Well, when they first came home, they were pretty stressed, but they adjusted VERY quickly. They've explored all of their cage and come out (most times) when they hear my voice (usually when I say hi to my cats when I get home from work). Plus they climb around in their cage like little monkeys looking for more food... but they're adorable!

Unfortunately, it's not easy to get good pictures of them because when they're out, they want to climb around, and when they're in the cage, they're running around like mad between me and the door hoping I'll open it to give them more food.

They're still nameless... it's been almost a week and I can't find the names I like yet! Soon... so right now, Rat #1 is the blackish/brownish rat, and Rat #2 is the white and gray rat.









Rat #1 (he looks very black in this picture)









Rat #1 (you can see a little of the brown in his fur in this one)









Rat #2 (you can see the two different grayish colors on his head in this picture, I love it because it is not symmetrical, makes him so cute! Now I need a good picture of his face from the front)









And here they are together, hoping I have more peanuts or sunflower seeds to give them

They seem to be getting along great too. I was afraid my cats might be TOO interested in them, but actually they're not interested at all. When the rats run around and make noise, the cats will occasionally sit and watch, but overall, they couldn't care less. I'd never leave the rats out alone with the cats, but I doubt much would happen if I did.

Now I just have to find the right two names. They can't remain nameless much longer. I want them to start learning their names.


----------



## 2manyrats

I'm sure the names will come, as you observe their individual personalities.

Where'd you get your guys from?


----------



## DonnaK

Gorgeous boys! 

Just a side concern, are the peanuts you are giving them raw? Or are they roasted? Raw peanuts are on the no-no list for rats because they "contain anti-nutrients, which can cause red blood cell clumping". Roasted are usually ok, I think.


----------



## zemiq

They came from a small local pet store. I really wanted to get rats from a breeder, but I was unable to find any anywhere near me. And, I guess if I'd had the money I could have had them shipped but... even if I had the money, I don't think I'd want my rats shipped. That seems so scary and stressful.
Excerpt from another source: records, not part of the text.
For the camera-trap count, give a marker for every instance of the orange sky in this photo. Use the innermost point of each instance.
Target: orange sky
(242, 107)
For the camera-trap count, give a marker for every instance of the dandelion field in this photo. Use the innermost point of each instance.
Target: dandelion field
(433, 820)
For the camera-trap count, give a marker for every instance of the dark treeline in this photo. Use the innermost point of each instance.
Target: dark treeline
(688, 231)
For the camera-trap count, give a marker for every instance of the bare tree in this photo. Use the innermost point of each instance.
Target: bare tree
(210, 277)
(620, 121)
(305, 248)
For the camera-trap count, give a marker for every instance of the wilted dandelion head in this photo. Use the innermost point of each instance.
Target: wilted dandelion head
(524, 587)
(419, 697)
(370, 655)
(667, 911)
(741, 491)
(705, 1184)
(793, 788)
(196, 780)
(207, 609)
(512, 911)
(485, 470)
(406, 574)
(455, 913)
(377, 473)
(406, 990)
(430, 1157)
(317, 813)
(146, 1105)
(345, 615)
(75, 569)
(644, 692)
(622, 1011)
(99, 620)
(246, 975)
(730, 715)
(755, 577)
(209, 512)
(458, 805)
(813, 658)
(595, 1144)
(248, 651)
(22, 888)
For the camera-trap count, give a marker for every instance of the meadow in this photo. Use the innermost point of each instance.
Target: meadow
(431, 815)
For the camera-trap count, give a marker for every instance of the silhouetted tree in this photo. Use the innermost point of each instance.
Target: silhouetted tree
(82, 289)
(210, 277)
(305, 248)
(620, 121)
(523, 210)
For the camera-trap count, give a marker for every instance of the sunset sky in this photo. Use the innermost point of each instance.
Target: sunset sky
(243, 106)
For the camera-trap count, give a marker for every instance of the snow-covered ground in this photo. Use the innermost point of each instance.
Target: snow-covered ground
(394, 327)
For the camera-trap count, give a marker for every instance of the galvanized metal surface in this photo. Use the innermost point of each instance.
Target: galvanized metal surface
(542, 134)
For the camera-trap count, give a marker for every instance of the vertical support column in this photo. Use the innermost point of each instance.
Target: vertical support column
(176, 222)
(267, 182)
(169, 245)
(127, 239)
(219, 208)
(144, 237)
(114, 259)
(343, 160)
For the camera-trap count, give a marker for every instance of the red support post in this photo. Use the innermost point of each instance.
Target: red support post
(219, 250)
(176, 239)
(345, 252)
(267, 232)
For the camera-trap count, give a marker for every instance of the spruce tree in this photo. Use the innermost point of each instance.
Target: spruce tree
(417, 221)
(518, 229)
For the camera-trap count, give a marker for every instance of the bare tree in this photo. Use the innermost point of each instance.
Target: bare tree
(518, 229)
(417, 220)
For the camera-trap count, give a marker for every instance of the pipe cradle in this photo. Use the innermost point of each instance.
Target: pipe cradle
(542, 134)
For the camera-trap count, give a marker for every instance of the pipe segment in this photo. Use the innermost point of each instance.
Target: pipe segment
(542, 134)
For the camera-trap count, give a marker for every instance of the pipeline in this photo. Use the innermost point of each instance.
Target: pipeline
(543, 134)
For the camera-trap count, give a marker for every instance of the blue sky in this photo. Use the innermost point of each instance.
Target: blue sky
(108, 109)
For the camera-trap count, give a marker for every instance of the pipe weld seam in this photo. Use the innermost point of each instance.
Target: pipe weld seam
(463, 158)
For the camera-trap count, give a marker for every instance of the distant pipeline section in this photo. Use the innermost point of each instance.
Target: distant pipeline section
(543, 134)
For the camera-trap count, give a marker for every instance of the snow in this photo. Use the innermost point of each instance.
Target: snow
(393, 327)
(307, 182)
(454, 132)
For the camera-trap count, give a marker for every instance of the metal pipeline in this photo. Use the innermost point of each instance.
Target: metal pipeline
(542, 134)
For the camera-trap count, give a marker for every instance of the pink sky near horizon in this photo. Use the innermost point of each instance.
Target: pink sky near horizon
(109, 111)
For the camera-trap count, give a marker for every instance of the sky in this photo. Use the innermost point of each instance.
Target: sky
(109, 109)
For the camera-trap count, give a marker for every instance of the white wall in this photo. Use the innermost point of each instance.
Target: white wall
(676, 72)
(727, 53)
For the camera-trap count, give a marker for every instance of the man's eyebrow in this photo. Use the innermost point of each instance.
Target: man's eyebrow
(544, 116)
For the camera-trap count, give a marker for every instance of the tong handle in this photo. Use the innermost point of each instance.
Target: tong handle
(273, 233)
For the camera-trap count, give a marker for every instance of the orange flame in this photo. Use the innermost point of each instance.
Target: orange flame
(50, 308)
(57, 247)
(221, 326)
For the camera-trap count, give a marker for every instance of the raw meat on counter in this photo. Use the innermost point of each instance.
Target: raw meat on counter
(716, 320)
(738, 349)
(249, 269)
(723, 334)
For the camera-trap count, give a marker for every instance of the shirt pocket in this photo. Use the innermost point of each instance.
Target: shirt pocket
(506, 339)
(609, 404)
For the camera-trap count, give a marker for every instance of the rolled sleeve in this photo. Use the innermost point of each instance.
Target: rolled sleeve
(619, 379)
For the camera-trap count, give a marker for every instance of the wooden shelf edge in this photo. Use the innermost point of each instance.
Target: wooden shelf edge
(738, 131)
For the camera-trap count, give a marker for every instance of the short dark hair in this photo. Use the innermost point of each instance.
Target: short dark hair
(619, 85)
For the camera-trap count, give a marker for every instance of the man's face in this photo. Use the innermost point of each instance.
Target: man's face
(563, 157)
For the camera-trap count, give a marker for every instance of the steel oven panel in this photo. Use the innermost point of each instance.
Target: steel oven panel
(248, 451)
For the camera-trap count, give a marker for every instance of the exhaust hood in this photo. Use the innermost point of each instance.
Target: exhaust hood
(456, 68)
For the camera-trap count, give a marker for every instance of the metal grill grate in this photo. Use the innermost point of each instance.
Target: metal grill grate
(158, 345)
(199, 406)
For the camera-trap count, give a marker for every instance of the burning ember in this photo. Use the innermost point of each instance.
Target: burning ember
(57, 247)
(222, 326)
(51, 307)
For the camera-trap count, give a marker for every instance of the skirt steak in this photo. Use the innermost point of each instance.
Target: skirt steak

Hmm... so rats can't have raw peanuts? What about peanut butter? I guess I assumed peanuts were okay because I saw some website about training rats and they used peanut butter as their reward. I am glad you told me though. I didn't give them many, but they sure did like them.


----------



## Stephanie

careful with the peanut butter they can choke on it


----------



## Inesita

They're very cute!


----------



## kancerr

yeah peanut butter is a bad idea.


----------



## Stephanie

my goodness they are adorable!!!! the pics didn't load last time i looked (stupid dial up connection) but they are loading now and my gosh they are just so cute


----------



## Strike2

Nice.


----------



## twitch

have you decided on names for them yet?


----------